Stock Fundamentals

SAIL: Ironing out the dents

Satya Sontanam | Updated on April 21, 2019 Published on April 20, 2019

While a favourable demand environment augurs well, a possible increase in wages and higher production costs will be dampeners

After weathering a rather difficult demand environment until the mid of 2017, State-owned steel major SAIL started to turnaround, shrinking its losses substantially in FY18. Over the last three quarters of FY19, the company returned to profitable terrain, as operating margins improved remarkably (to 16 per cent in the nine months ended December 2018 from 6 per cent a year ago) as the macro environment improved for metals, and SAIL was able to benefit from the increased demand.

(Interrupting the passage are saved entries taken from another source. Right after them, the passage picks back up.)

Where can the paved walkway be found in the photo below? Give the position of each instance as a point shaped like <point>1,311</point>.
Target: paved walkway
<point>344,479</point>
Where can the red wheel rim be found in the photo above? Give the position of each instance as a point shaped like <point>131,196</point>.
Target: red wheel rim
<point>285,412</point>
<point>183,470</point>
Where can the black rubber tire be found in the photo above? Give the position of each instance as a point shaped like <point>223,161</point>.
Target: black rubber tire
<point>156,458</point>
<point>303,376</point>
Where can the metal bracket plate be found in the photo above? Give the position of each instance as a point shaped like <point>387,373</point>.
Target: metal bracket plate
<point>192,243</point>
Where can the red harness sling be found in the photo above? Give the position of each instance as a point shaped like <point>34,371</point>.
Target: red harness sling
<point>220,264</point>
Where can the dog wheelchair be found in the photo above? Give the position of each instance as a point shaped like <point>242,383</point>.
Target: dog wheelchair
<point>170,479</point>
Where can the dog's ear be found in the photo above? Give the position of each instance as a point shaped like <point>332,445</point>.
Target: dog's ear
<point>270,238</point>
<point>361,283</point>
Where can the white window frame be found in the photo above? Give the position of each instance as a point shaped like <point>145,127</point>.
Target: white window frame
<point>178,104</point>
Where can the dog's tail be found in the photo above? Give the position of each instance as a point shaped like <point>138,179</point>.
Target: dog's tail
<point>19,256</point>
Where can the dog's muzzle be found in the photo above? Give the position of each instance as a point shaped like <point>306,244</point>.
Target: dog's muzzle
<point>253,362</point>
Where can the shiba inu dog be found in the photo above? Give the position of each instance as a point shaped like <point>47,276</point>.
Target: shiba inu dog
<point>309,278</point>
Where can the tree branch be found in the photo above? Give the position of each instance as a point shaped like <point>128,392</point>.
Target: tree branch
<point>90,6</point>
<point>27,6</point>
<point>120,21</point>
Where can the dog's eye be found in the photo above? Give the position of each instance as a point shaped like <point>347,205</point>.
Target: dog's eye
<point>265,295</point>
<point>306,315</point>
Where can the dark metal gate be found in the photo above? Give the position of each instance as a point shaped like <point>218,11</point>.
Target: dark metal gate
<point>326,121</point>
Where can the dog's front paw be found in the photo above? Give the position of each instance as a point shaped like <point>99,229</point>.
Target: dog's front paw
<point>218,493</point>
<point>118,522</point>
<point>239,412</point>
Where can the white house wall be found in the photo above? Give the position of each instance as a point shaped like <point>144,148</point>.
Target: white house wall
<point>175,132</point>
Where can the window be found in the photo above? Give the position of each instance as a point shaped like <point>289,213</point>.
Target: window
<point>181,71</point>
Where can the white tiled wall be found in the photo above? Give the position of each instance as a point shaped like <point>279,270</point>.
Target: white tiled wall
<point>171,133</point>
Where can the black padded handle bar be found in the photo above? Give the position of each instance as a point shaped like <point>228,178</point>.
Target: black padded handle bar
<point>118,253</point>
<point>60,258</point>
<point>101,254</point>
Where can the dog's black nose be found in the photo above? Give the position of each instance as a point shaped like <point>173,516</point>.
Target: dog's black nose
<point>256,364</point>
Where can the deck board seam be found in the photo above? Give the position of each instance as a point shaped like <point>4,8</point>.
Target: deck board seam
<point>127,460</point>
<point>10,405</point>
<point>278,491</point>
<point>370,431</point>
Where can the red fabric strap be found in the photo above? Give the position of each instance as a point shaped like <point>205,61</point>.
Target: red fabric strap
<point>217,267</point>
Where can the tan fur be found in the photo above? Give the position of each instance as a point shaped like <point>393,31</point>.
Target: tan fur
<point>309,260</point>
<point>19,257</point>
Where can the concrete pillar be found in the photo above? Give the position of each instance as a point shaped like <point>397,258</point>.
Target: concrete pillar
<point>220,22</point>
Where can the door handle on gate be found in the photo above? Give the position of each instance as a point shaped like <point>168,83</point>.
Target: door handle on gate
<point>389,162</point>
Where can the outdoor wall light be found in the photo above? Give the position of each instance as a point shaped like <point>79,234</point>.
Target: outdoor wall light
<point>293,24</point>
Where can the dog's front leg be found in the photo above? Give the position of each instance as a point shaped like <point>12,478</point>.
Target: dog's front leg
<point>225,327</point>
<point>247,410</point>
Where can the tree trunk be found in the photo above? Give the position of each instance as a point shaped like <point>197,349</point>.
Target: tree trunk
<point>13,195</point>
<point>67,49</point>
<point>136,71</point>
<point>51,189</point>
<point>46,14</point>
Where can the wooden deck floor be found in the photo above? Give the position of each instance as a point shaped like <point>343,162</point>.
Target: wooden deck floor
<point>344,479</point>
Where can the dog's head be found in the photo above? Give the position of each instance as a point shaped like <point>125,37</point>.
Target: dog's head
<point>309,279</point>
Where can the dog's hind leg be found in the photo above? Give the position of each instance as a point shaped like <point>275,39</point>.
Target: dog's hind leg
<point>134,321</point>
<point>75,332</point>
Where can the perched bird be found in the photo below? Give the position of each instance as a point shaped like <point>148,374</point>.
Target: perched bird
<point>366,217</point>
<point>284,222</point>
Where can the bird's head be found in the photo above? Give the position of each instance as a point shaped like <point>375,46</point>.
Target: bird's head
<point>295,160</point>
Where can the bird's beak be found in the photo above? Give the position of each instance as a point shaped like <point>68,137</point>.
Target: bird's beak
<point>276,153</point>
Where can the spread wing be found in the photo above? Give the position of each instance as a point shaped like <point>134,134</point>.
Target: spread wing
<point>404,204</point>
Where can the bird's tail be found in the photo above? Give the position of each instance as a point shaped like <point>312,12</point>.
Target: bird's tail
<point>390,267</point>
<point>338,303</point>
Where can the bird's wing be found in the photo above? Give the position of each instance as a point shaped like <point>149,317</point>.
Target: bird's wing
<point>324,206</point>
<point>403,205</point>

Prior to August 2018, the stock rallied in line with the company’s good showing, but the correction in the broader markets over the past year and the uncertainties in the metal sector caused by the US-China trade negotiations have led to a substantial decline in its share price since then.

Fundamentally, while a favourable demand environment augurs well for the company, possibility of an increase in wage cost, higher production costs and delays in the ramp-up of capacities, could be dampeners.

At the current market price of ₹57, the stock is trading at a multi-year low of nine times its trailing 12-month earnings. However, this is at a premium to those of its peers Tata Steel and JSW Steel. Hence, existing investors can hold on to their shares. Any further correction in the stock could be a good buying opportunity for the long term.

Scope for higher sales

SAIL has eight steel plants across Chhattisgarh, West Bengal, Odisha, Jharkhand, West Bengal, Tamil Nadu, Karnataka and Maharashtra. It has an existing steel-making capacity of about 21.5 million tonnes per annum (mtpa). The company produces both long and flat steel, catering to the needs of several industries such as construction, infrastructure and railways. The steel plants currently run at an average capacity utilisation rate of 75 per cent, providing leeway to ramp up production if demand continues to improve. Also, the on-going modernisation and expansion projects (capex pegged at ₹4,000 crore for FY18-19) could also help increase productio. SAIL’s production has increased at a compounded annual growth rate (CAGR) of almost 3 per cent in the last five years.

Thus, the company is well placed to capitalise on the increasing demand for steel in the country. A new report by the World Steel Association forecasts that the demand for the metal would grow above 7 per cent in the current as well as next year on account of a wide range of continuing infrastructure projects.

Also, aside from strong demand, government regulations are expected to support steel prices in the country. Higher sales and improved realisations are expected to help the company boost its top-line.

Profitability under check

One notable cost to the company is its employee expense. SAIL has the highest proportion of wage cost to sales in the industry.

Being a government firm, SAIL is required to follow government guidelines on pension benefits and revise the pay scales of its employees. But the company has not provided entirely for the same, following a office memorandum issued by the Department of Public Enterprises which allows lower increments and contributions towards the pension fund.

The company’s auditors have stated that pending negotiations with the employees, SAIL should have made additional provisions. This could have impacted profits — for the nine months ended December 2018, the company reported a profit of ₹1,727 crore; this would have been a loss of ₹152 crore had the provisions been made.

Further, the cost of production (CoP) of SAIL is also high owing to the nature and structure of its steel plants. Though the company’s CoP is lower than JSW Steel’s on account of the former’s captive iron-ore mines, it is still way higher than that of Tata Steel’s.

The financial performance of the company has improved materially since FY18.

The net losses of the company declined from ₹4,021 crore in FY16 to ₹482 crore in FY18.

In the nine months of FY19, too, the operating performance of the company has been quite impressive.

While the revenue rose 20 per cent to ₹47,944 crore, there was a whopping threefold increase in the operating profit to ₹7,806 crore compared with the same period a year ago.

This was on account of improved realisations and reduced production costs.

The firm’s realisations in the December quarter stood at ₹48,000 per tonne, a 17 per cent rise from the corresponding period a year ago.

The debt-equity ratio has been stable over the last couple of years, at 1.25 times (as of December 31, 2018).